L’individualismo sessantottino
Una chiave di lettura sicuramente un po’ spigolosa, specie nella parte in cui sembra affibbiare al ’68 una responsabilità diretta e consapevole in tema di molestie su minori, ma che, nella sua consueta lucidità dialettica ed intellettuale, stimola una riflessione più che opportuna sulla spirale di individualismo e nichilismo costante generata da quel movimento.
Un movimento che ha portato in dote ai suoi posteri una prevalenza dell’Io sulla comunità, slegandolo da responsabilità e doveri e producendo una logica, quanto inevitabile, metamorfosi della morale: sempre più legata al bisogno personale e sempre meno alle necessità valoriali collettive, lette a prescindere come gabbia della propria espressività.
Un processo che, vista l’inevitabile interdipendenza del fronte della moralità con quello della legalità, ha prodotto anche un interesse crescente verso i diritti civili (talvolta vacui ed effimeri) di qualsivoglia minoranza ed un’attenzione inversamente proporzionale verso i diritti sociali.
Non è un caso che tutta la filiera di opinionisti, germogliati nel brodo di coltura progressista figlio del ’68, stiano digrignando i denti di fronte alle dichiarazioni del papa emerito, invitandolo a tornare nel letargo degli anni passati.
Inviti che, peraltro, non lesinavano nemmeno quando Ratzinger era ancora in carica e che, a tal proposito, offrono un ulteriore spunto di riflessione: com’è possibile che per anni dem e progressisti abbiano denunciato le ingerenze – vere o presunte – dei passati pontefici, asserendo come questi minassero la laicità del dibattito politico, mentre il papa più politicizzato di sempre (Bergoglio) è attualmente assurto al rango di eroe? Forse perché il problema non era l’ingerenza del pontefice nel dibattito politico, bensì la semplice esigenza di un Santo Padre che condividesse i loro valori e le loro posizioni?
Il riformismo reazionario (ed incompreso) di Benedetto XVI
Eppure, per quanto ai suoi detrattori filosessantottini possa sembrare inconcepibile, il tanto vituperato Benedetto XVI ha offerto un contributo comunicativo agli ultimi del pianeta (quelli che godono della costante attenzione del clero liberal) di gran lunga più efficace e pragmatico rispetto al suo successore: dapprima con la, seppur timida, storica apertura all’uso del profilattico e successivamente con la teorizzazione del “diritto di non migrazione”.
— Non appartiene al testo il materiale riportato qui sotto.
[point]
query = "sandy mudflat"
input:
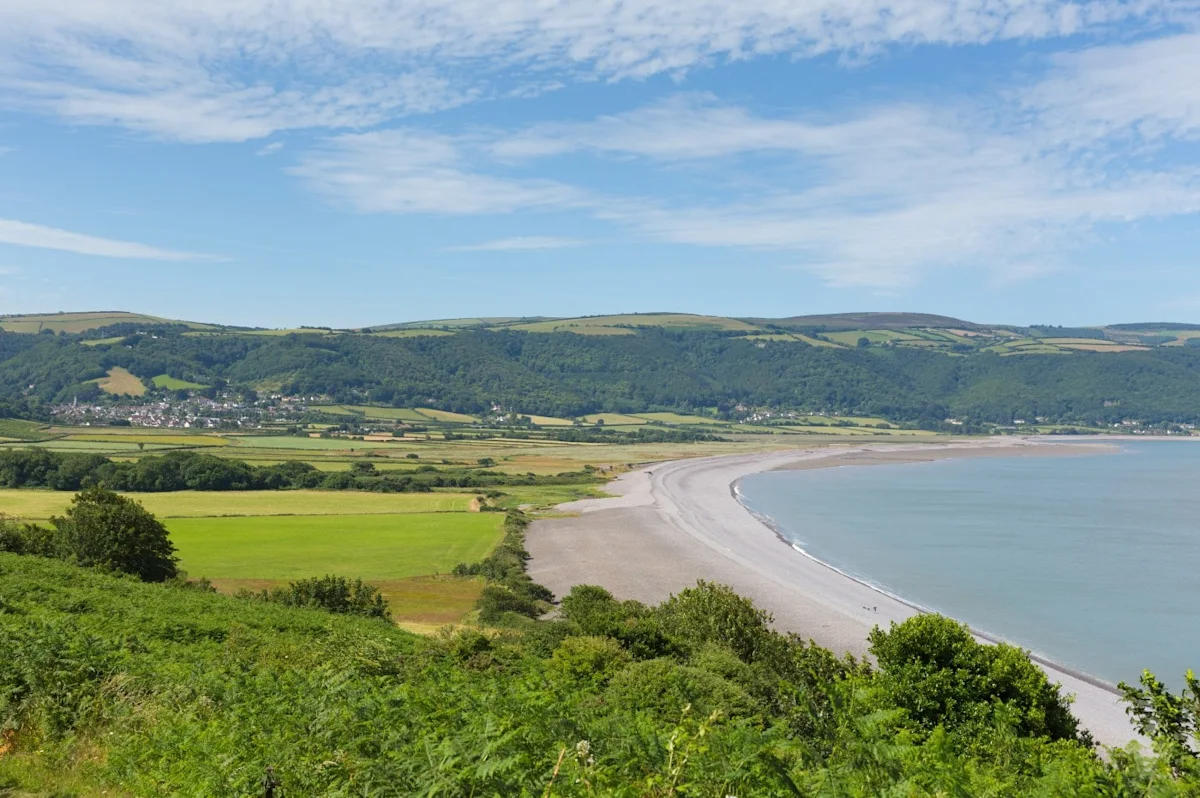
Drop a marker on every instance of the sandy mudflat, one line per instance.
(676, 522)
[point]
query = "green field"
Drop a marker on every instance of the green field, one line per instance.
(621, 324)
(121, 383)
(79, 322)
(412, 334)
(43, 504)
(387, 413)
(611, 419)
(371, 546)
(677, 418)
(99, 447)
(549, 420)
(304, 443)
(180, 439)
(172, 384)
(21, 430)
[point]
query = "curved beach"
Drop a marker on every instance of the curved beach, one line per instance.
(672, 523)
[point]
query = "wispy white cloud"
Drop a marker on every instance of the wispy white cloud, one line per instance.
(521, 243)
(179, 70)
(1146, 91)
(414, 172)
(49, 238)
(879, 196)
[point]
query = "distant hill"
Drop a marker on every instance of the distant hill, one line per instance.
(910, 367)
(927, 331)
(84, 322)
(867, 321)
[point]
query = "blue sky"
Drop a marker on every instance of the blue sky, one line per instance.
(282, 162)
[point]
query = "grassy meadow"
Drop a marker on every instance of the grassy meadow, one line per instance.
(376, 547)
(121, 383)
(39, 505)
(407, 556)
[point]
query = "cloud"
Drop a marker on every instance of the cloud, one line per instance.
(521, 243)
(880, 196)
(414, 172)
(235, 70)
(1146, 91)
(49, 238)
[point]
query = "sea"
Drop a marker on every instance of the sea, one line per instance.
(1090, 561)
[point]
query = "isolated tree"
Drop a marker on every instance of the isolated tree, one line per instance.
(111, 532)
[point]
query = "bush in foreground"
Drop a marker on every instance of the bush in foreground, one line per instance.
(336, 594)
(114, 685)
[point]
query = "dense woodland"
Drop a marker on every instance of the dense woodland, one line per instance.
(570, 375)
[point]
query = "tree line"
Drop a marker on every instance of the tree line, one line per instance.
(567, 375)
(191, 471)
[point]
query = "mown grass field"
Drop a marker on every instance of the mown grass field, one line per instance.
(678, 418)
(150, 438)
(172, 384)
(550, 421)
(370, 546)
(121, 383)
(18, 430)
(43, 504)
(613, 419)
(447, 415)
(78, 322)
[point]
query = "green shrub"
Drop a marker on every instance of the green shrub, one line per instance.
(664, 689)
(496, 600)
(329, 593)
(940, 675)
(113, 533)
(714, 613)
(588, 661)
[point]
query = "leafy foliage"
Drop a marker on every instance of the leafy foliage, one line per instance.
(567, 375)
(334, 594)
(111, 532)
(155, 690)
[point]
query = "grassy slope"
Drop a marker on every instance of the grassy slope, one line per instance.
(195, 653)
(121, 383)
(173, 384)
(82, 322)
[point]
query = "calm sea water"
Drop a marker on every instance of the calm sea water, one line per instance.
(1092, 561)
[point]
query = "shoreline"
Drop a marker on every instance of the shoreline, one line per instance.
(673, 522)
(985, 636)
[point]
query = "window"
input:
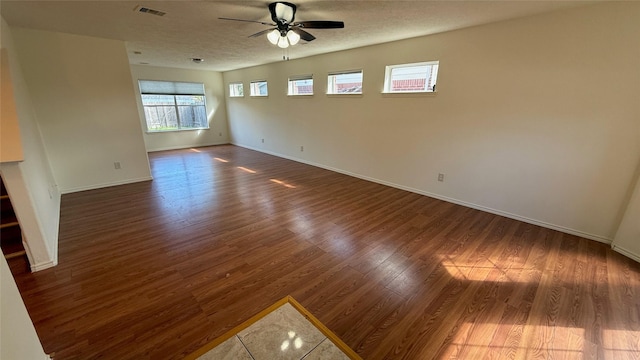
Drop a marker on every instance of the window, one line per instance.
(171, 106)
(236, 90)
(259, 88)
(301, 85)
(418, 77)
(345, 83)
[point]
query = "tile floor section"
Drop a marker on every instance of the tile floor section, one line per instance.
(282, 334)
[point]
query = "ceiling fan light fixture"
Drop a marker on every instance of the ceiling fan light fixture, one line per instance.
(273, 36)
(283, 42)
(293, 37)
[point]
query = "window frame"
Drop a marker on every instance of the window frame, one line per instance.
(176, 106)
(331, 85)
(388, 73)
(232, 90)
(252, 86)
(293, 79)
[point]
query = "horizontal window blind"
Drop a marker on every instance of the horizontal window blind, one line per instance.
(170, 87)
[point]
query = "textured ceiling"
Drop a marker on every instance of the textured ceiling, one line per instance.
(192, 28)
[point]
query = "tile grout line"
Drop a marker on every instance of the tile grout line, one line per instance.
(315, 347)
(245, 347)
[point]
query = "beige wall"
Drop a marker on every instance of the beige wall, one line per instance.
(30, 183)
(85, 104)
(627, 240)
(535, 118)
(216, 134)
(18, 338)
(10, 141)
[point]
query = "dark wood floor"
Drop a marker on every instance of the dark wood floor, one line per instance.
(158, 269)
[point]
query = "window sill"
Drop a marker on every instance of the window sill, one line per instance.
(410, 94)
(345, 95)
(173, 131)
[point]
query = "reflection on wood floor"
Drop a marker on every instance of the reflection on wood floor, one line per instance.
(158, 269)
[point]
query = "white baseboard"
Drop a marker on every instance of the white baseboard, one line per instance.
(178, 147)
(103, 185)
(544, 224)
(626, 252)
(43, 265)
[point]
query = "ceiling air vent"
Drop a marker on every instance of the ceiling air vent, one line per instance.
(147, 10)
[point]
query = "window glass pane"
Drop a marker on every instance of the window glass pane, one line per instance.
(170, 87)
(161, 118)
(259, 88)
(190, 100)
(154, 100)
(345, 83)
(411, 77)
(236, 90)
(301, 87)
(171, 112)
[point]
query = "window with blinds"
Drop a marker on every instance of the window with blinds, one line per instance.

Una linea in totale antitesi con il Francesco pensiero, ma che fa luce su un caposaldo completamente ignorato dall’attuale retorica papale, ovvero che il benessere spirituale non possa che nascere da una condizione di stabilità. Stabilità che deve essere anzitutto economica, in modo tale da rendere l’eventuale migrazione una scelta ponderata, anziché il frutto forzato di necessità e disperazione.
Come si diceva poc’anzi, un contributo comunicativo decisamente più efficace e pragmatico. Peccato che, per comprenderlo, sarebbe necessario fare un passo indietro rispetto alla summenzionata dottrina individualista (che risolve ogni problema con la libertà di espressione e di movimento) e ripristinare un’oncia dell’ormai smarrita morale comunitaria.